Visiones del tacto a través del pensamiento plástico de Stan Brackhage
La primacía de la visión en la sociedad occidental viene respaldada con casos como el de la lengua inglesa y sus más de diez acepciones diferentes de «mirada»: del vistazo superficial/glance al examen más riguroso/gaze. Desde que los ojos dejaran de ser un mero receptor pasivo de luz y color y se expandieran por los límites de la experiencia sensorial –ya que no solo pueden ver sino que pueden verse a sí mismos viendo–, el contacto físico y directo con la realidad ponderaría sus implicaciones en el entorno. Curiosamente el bipedismo y la visión estereoscópica “caminaron de la mano” en la evolución del ser humano y, junto al primer estadio de vida en el que el tacto parece ser más funcional que su homólogo óptico, el primero partiría de factores sinestésicos como parte de su desarrollo cognitivo respecto a los objetos de agarre, una permeabilidad del que el lenguaje también aprehendería.

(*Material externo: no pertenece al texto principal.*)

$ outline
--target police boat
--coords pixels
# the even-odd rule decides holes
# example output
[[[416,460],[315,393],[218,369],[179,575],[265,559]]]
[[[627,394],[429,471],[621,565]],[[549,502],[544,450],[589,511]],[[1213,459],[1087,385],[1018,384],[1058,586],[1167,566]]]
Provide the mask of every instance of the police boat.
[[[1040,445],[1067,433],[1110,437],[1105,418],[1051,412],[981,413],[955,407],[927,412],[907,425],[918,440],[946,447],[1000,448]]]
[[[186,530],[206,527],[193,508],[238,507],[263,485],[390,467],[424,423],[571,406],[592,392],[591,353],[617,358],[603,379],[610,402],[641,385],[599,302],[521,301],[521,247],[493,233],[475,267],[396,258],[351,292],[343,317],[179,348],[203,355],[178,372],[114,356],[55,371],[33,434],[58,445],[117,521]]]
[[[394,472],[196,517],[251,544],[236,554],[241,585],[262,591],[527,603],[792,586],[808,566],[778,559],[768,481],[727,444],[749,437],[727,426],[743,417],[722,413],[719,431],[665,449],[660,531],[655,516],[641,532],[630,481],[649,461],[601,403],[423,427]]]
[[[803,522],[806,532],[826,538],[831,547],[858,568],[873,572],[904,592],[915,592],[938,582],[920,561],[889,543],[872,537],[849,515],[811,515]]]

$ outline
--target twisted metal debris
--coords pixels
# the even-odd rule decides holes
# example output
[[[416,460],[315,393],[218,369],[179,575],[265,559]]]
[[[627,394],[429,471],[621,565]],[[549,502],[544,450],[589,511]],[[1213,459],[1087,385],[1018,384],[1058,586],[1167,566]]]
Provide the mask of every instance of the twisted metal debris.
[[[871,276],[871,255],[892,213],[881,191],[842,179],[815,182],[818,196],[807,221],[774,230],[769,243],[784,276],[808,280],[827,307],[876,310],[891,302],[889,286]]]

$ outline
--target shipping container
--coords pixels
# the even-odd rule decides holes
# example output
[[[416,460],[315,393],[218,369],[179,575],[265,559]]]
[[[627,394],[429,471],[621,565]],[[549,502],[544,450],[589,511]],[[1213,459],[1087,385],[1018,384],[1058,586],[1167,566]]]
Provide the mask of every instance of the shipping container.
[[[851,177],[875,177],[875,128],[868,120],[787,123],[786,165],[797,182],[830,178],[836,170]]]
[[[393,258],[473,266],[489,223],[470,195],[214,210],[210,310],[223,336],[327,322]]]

En el terreno cinematográfico, durante décadas y antes de la llegada de las lámparas modernas de descarga y alta intensidad, la proyección tradicional en 35mm de las salas se inducía a través del contacto, mediante un arco voltaico entre dos carbones que hacía surgir la luz para producir el efecto de reproducción óptica. 

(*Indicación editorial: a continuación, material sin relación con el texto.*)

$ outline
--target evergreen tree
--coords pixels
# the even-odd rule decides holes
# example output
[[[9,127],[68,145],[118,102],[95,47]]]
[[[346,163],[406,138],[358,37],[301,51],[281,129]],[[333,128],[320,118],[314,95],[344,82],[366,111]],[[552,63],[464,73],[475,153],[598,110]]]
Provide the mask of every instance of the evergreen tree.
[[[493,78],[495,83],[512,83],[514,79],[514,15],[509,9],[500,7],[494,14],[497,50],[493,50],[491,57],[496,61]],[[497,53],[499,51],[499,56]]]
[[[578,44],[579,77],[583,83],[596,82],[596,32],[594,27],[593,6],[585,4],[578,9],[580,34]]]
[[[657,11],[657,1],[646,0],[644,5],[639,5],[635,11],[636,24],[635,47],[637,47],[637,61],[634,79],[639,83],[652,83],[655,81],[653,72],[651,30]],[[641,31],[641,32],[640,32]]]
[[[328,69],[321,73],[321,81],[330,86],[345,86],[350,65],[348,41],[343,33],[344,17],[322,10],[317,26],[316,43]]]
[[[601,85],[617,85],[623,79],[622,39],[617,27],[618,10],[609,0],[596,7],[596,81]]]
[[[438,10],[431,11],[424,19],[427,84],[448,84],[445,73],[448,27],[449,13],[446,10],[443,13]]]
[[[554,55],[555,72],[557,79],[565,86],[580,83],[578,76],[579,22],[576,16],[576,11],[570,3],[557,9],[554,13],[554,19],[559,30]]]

El verbo revelar viene a descubrir o manifestar aquello ignorado u oculto, visibilizando en términos fotográficos la imagen latente de un soporte fílmico. A su vez, el negativo sujeto a un exceso de luz puede velarse y verse impedido de esta misma claridad, borrando y dejando “ciega” la anterior impresión sensible. Pero además, esta revelación tiene un marcado manifiesto místico, visionario, que especula y se contempla a sí mismo a través del ojo mecánico de la cámara, agudizando la óptica humana y conectándola con una segunda mirada, su otro foco: la visión de la mente. Esta ambivalencia léxica, a través de una iconografía seminal del ojo en el cine experimental, traza un “arco” sinóptico –y no cuadro, por no crear una expresión visual externa– que parte de los surrealistas y su observación mimética del inconsciente para tensar el hilo que los atraviesa y recorrer el potencial cinematográfico de otras imágenes pregnantes: desde el ojo y la lente superpuesta en El hombre de la cámara (Dziga Vertov, 1929), pasando por las metafóricas “cuencas vacías” de Aguaespejo Granadino (José Val del Omar, 1955) a la sobreimpresión de la mirada reencarnada en celuloide de Song 1 (Stan Brakhage, 1964), generadoras todas ellas de nuevas percepciones subjetivas. Ese mismo orificio de la cámara oscura que condujo al desarrollo de la fotografía y al registro, proyección e interpretación “vivaz” de fotogramas es, como la pupila, el aparato de procesamiento ilusorio que se vale de luz, tiempo y movimiento para traspasar la cavidad intermedia –cristalino (lente/objetivo), iris (diafragma), párpado (obturador)– y proyectarse de forma invertida finalmente en la retina (película). Igual que la pantalla cóncava a modo de retina colectiva ideada por José Val del Omar en esa sala entendida como el interior de un gran globo ocular, ¿qué puede ser el cine sino una visión amplificada hacia el ojo del espectador? Walter Benjamin llama “inconsciente óptico” en Pequeña historia de la fotografía (1931), precisamente a todo aquello capaz de revelar lo que no es accesible al ojo humano y puede, por otra parte, ser captado por la cámara. Para entender pues el inagotable proceso de ver se requiere la “disección” del órgano fisiológico exterior en pos de una visión interna que, gracias a la consabida ceguera transitoria del acto intrusivo, ilustre y evidencie toda esta experiencia desvelando la importancia capital de la imaginación visual. 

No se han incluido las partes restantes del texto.